İnce hesapları ve ayarlamaları gerektiren bağımsız aday yerine parti olarak girilen seçimde yüzde 10 barajı parçalandı ve meclise 80 milletvekili gönderildi. Meclis açıldığında parlamentoya sonuncu parti olarak girebilen Devlet Bahçeli’nin HDP grubuna bakışını kimse unutmamıştır herhalde. Ancak o günden itibaren HDP’ye yönelik saldırılar -devlet terörü de dahil olmak üzere-başlatıldı. MHP, bu konuda iktidardan bile fazla istekliydi. Son zamanda ise bunu iktidara dayatan bir unsur haline geldi. CHP’nin bu durum karşısındaki tavrı, “doğru değil ama yan cebime koy” şeklindeydi. Esasen HDP’yi meclisten atmayı amaçlayan dokunulmazlıkların kaldırılmasında, “Anayasa’ya aykırı ama destekliyoruz” tavrı, sonunda kendisini de vuracak şekilde, tarihe bir utanç sayfası olarak kazındı.

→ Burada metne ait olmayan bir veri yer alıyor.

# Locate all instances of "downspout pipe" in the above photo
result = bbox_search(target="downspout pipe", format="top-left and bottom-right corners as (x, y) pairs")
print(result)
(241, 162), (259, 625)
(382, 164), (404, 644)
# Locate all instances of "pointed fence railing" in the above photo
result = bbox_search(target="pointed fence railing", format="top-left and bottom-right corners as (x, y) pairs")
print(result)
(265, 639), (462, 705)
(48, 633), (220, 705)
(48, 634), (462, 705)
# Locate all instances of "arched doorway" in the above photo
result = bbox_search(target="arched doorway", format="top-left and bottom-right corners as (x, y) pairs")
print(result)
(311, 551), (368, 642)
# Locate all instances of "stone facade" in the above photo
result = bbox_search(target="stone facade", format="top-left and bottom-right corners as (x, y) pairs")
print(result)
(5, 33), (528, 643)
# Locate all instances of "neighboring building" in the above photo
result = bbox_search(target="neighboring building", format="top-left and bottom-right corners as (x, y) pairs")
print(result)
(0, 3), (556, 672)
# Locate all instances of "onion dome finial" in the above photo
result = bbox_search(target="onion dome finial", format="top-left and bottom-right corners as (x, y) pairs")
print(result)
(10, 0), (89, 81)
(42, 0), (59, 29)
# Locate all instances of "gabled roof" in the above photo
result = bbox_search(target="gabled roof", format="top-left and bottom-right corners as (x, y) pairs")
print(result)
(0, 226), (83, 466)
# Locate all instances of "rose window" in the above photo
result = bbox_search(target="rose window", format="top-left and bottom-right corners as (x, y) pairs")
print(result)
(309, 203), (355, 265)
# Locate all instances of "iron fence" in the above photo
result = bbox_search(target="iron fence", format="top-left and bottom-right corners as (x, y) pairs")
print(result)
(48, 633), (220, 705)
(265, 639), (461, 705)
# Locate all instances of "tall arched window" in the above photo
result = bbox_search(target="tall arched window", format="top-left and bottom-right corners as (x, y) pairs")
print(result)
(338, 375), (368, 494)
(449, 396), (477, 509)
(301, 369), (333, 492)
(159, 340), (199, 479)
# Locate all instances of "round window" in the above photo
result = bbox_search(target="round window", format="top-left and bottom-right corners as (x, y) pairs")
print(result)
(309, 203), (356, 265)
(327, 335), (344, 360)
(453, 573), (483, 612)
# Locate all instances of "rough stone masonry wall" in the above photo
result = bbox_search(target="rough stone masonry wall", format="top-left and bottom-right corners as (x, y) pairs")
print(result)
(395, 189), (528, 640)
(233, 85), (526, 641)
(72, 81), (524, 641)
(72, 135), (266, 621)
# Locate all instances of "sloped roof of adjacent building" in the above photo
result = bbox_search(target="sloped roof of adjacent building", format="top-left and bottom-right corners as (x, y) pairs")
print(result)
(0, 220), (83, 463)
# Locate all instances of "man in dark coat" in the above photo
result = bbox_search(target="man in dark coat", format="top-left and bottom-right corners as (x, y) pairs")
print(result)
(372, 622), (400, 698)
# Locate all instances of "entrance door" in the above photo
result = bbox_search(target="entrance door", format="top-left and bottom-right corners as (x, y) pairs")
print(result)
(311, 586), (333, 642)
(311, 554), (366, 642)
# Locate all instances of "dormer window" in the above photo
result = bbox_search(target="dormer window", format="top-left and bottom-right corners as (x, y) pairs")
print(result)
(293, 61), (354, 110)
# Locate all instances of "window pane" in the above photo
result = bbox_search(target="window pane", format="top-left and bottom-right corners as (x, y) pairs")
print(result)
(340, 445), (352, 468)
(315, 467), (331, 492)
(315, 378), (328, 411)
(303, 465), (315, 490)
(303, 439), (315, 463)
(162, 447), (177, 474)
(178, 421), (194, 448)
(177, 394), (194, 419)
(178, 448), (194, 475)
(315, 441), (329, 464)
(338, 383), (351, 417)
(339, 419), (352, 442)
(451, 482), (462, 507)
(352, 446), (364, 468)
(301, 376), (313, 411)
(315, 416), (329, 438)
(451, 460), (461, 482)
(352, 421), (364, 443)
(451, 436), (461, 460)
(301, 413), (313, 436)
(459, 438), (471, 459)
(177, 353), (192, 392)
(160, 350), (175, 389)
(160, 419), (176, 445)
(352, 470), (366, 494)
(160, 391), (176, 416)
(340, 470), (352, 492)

En sıradan üyesinden, partinin en üst düzeyindeki yöneticilerine kadar operasyona tabi tutulan, cezaevine atılan, sürgüne gitmek zorunda bırakılan, hatta öldürülen bir parti söz konusu. Dahası bu süreç, (öncesi de var ama) parti 80 milletvekiliyle meclise girdiğinde şahlandı ve hızından kaybetmeden halen sürüyor. Neredeyse gözaltına alınmayan HDP’li kalmadı. Hatta öyle ki, başka insan bulamadıklarından ikinci, üçüncü kez gözaltına alınanlar var. Elbette gözaltına alınanların bir kısmı tutuklanıyor ve mahkemesi bitenler, hiçbir ciddi delil üretilememiş olsa bile uzun yıllara varan hapis cezalarına çarptırılıyorlar. Buna bırakın karşı çıkmayı, birazcık şaşıran CHP’li de yok maalesef.

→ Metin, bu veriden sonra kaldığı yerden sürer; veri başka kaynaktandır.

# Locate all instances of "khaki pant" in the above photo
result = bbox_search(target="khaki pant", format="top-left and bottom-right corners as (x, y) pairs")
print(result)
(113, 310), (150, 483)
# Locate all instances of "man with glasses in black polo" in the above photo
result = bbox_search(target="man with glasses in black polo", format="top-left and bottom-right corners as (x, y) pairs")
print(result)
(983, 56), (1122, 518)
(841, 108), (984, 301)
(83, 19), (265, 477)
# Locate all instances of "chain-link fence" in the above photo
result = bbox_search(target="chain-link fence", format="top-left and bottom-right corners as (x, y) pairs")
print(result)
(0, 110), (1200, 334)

Önce Özgür Gündem’in Nöbetçi Yayın Yönetmeleri ve sonra da Barış Akademisyenlerine karşı açılan soruşturmaların davaya dönüştürülmesinin amacı, “Bu kişiler, halen HDP’ye yakın duruyor” diyerek, onlara göz dağı vermekti. Ancak iktidarı bu yönelim de kesmedi. Önce Cumhuriyet, sonra Sözcü gazetesine yönelik operasyonlar icat edildi. Şimdi de 70-80 yaşlarındaki tiyatrocuları bile gözaltına alıp, toplumun her kesimini korkutmak istiyorlar. Oysa onları, başka devlete yönelik savaş çağrılarıyla “hazır ol”a geçirmek çok kolay.
Valla kusura bakmayın! Kalmadı. Bitti. Tunne! Artık sizin yerinize, sıra size gelinceye kadar gözaltına alınacak HDP’li kalmadı. (Aslında onlara yönelik operasyonlar halen devam ediyor ama iktidar için yeterli gelmiyor galiba) Artık sıra size geldi. Aslında sadece CHP’liler, ulusalcılar değil, sıra AKP’lilere de geliyor. Abdullah Gül’ün basın danışmanı Ahmet Sever’e dava açılması, bunun ilk işaret fişeği. Yani FETÖ’nün AKP içindeki siyasi ayağı da hedefte. Çünkü iktidar, biraz daha iktidarda kalabilmeyi beka sorunu olarak görüyor ve seçmenini bir arada tutabilmek için daha fazla düşmana ihtiyaç duyuyor.